Using a dance mat to assess inhibitory control of foot in young children

  • 1University of Mogi das Cruzes, Brazil
  • 2Instituto do Cérebro, Hospital Israelita Albert Einstein, Brazil

The development of motor response inhibition is critical during preschool years and has been associated with an improvement in gross motor coordination in this population. However, the assessment of inhibitory abilities in young children is challenging in terms of task selection and subject engagement, especially when investigating foot responses. Thus, the aim of this study was to describe a child-friendly Go/No-Go paradigm to assess inhibitory control of foot based on a dance mat protocol. In this method, Go and No-go stimuli are modeled in the context of a fishing game, and behavioral responses are assessed by recording the latency to touch the mat and the accuracy of the touches. In this protocol article, we 1) describe the stages of the experimental set-up, 2) provide an illustrative data collection example in a sample of children aged 3-4 years, and 3) describe how to process the data generated. The utilization of the dance mat provides a feasible tool for researchers interested in studying the development of motor inhibitory control of foot in preschoolers. Potential applications of this protocol may include studies on developmental differences between hand and foot specialization, sports-related performance and neuroimaging.

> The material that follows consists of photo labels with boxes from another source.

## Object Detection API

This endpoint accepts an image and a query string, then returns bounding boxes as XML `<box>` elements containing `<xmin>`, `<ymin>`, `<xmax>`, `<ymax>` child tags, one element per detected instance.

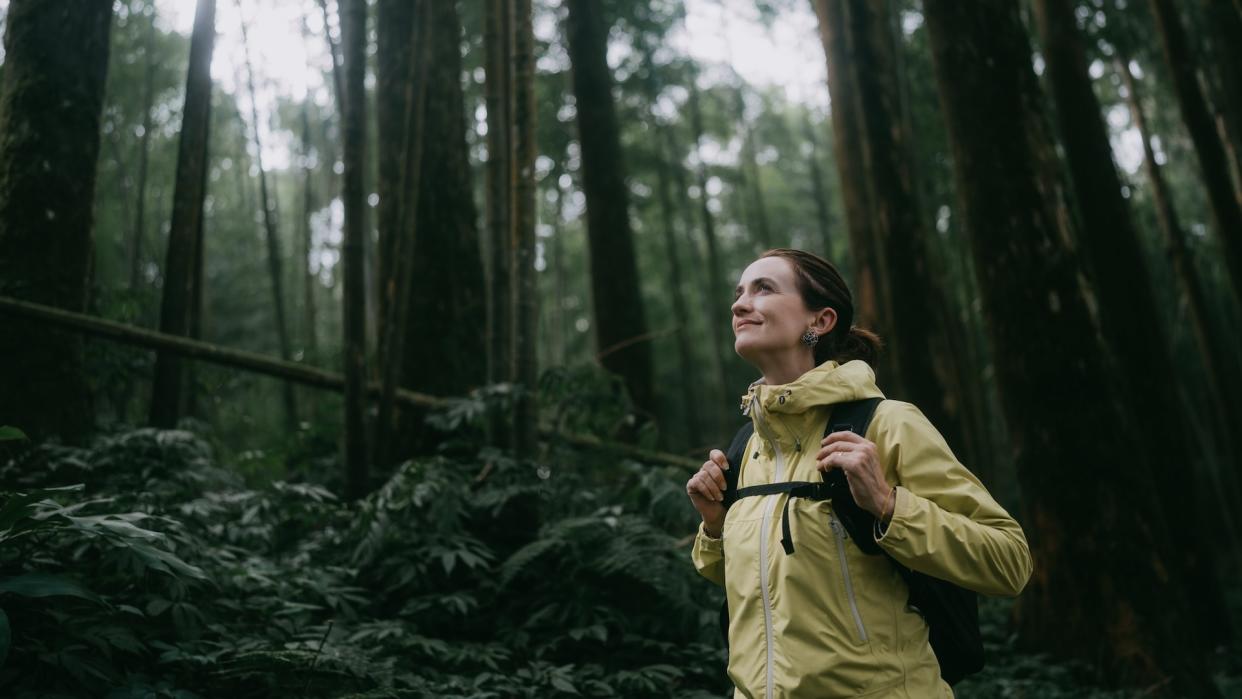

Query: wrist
<box><xmin>876</xmin><ymin>485</ymin><xmax>897</xmax><ymax>525</ymax></box>
<box><xmin>703</xmin><ymin>519</ymin><xmax>724</xmax><ymax>539</ymax></box>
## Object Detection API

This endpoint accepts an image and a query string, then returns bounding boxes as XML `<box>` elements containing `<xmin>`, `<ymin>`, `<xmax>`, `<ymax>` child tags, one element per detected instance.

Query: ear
<box><xmin>811</xmin><ymin>308</ymin><xmax>837</xmax><ymax>338</ymax></box>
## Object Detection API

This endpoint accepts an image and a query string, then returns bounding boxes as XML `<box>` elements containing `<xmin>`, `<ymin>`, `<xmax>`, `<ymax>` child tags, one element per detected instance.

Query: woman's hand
<box><xmin>815</xmin><ymin>431</ymin><xmax>897</xmax><ymax>523</ymax></box>
<box><xmin>686</xmin><ymin>449</ymin><xmax>729</xmax><ymax>539</ymax></box>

Keywords: Inhibitory Control, dance mat, Children, go/no-go, Foot, preschoolers

Received: 29 Nov 2018; Accepted: 27 Sep 2019.

Copyright: © 2019 Petraconi, Giorjiani, Saad, Scardovelli, Gomes Da Silva and Balardin. This is an open-access article distributed under the terms of the Creative Commons Attribution License (CC BY). The use, distribution or reproduction in other forums is permitted, provided the original author(s) and the copyright owner(s) are credited and that the original publication in this journal is cited, in accordance with accepted academic practice. No use, distribution or reproduction is permitted which does not comply with these terms.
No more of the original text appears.